25.b5 cxb5 26.Nxb5 Bd7 27.Na3 Kd4 28.f3 f5 29.e5!
The most clear-cut way to a draw. After 29.exf5 Bxf5 White's position is more dangerous. Now Black may play 29...g5 30.Nc2+ Kxe5 31.Kc3 Kd5 32.Na3 g4 33.Nxc4 h5=.
29...c3+ 30.bxc3+ Kxe5 31.Kd3 Kd5 32.c4+. Game drawn. ½-½
Rublevsky, S (2652) - Jakovenko, D (2644)
ch-RUS superfinal Moscow, Russia (8), 27.12.2005
1.e4 e5 2.Nf3 Nf6 3.Nxe5 d6 4.Nf3 Nxe4 5.d3 Nf6 6.d4 Be7 7.Bd3 Bg4 8.h3 Bh5 9.Nc3.
The game against Kramnik has left Rublevsky without any arguments against the Petroff. In this game Sergey avoided heavy theoretical debate, aiming at merely playable position with minimal advantage. White has virtually nothing here.
9...c6 A precise move. As White has not decided with castling yet, playing 0-0 is dangerous for Black in view of 10.Be3 or even 10.g4, preparing 0-0-0.
10.g4 Nevertheless! In my opinion, White discloses his intentions a bit prematurely. One could have kept them hidden by 10.Bf4. Let us see what Rublevsky wants. He started the game very sharply!

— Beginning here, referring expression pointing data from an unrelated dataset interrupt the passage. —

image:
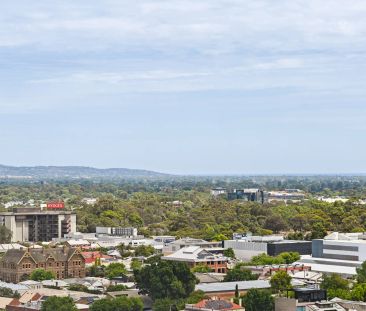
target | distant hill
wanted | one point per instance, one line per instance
(73, 172)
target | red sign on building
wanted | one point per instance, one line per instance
(55, 205)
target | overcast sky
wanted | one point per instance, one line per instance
(190, 86)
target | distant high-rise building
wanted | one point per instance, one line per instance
(35, 225)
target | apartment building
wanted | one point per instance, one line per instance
(117, 231)
(17, 264)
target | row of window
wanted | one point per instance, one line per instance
(215, 262)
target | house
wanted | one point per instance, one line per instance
(91, 257)
(186, 242)
(226, 290)
(195, 255)
(4, 301)
(214, 304)
(17, 264)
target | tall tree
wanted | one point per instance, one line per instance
(280, 281)
(361, 273)
(258, 300)
(5, 235)
(54, 303)
(120, 303)
(166, 279)
(41, 275)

11...Nfd7 Unsatisfactory is 11...Nh5 in view of 12.Be2!, which means that 11.g5 is precise move that helped Rublevsky to seize the initiative.
12.Bxg6 Rublevsky can be satisfied with the opening results - he drove the Black's knight back to d7, and Dmitry will have to spend some time to develop his pieces. One can conclude that Black's move 7...Bg4 was inaccurate. He should have castled 7...0-0, and bring the bishop to g4 only after White castled short.
12...hxg6 13.Qe2 13.Bf4 looked more natural. Maybe White was worried about Nf8-e6? Still, 13.Qe2 can't be wrong, as it prepares 0-0-0 and leaves the queen's bishop an opportunity to choose any final destination. 13.Qd3 could waste a tempo after Na6-b4.
13...d5 14.Bd2 Nf8 15.0-0-0 Qd6 16.Rde1 Nbd7 17.h4 Ne6 18.h5
Bad is 18...gxh5 19.g6! or 18...Rxh5 19.Rxh5 gxh5 20.g6! Black has problems also after 18...Ndf8 19.hxg6 Nxg6 20.Rxh8 Nxh8 21.Ne5 - White's initiative is strong.
19.hxg6 Nf4 20.Bxf4 Qxf4+ 21.Qe3 Qxe3+ 22.fxe3
White has a slight advantage.
22...Rxh1 23.Rxh1 fxg6 24.Ne2 Rf8 25.Nf4 Weaker is 25.Rh3 Rf5 26.Nf4 Nf8.
25...Bd6 26.Rh4 Rf7 27.Kd2 Nf8 White will probably play 28.Ke2, protecting the f3-knight, preparing Nf4-d3-e5 and keeping the option of light-squared play b3 and c4 in reserve.28.Ke2 Kd7 29.b3 Rf5 30.Rg4 Be7 31.Nh3 Bd6 32.Nh4 Rf7 33.c4
Rublevsky conducts the endgame in an exemplary fashion. Probably Shipov on Chesspro.ru was right, suggesting29...b7-b5 in order to prevent White from strengthening in the center.
33...b6 34.Nf2 dxc4 35.bxc4 b5?! This looks like a positional capitulation. White's position becomes stretagically won.
36.c5 Bc7 37.Nd3 a5 38.Nf3 Re7
Black is dead lost. White's plan is clear - e4, Ke3, then the rook comes to the h-file and to h8. Combined threats of Ne5 and d4-d5 multiplied by the presence of the White's rook on the h-file is more than Black can bear.
39.Rh4 Ne6 40.Rh8 Nf4+ 41.Kd2 Nxd3 42.Kxd3 Rf7 43.Nh4 Bg3 44.Nxg6 Rf5 45.Ra8 Ke6 46.Ra7 Rf7
47.d5+! cxd5 48.Nf4+ Bxf4 49.Rxf7 Bxe3 50.c6. Black resigned. 1-0.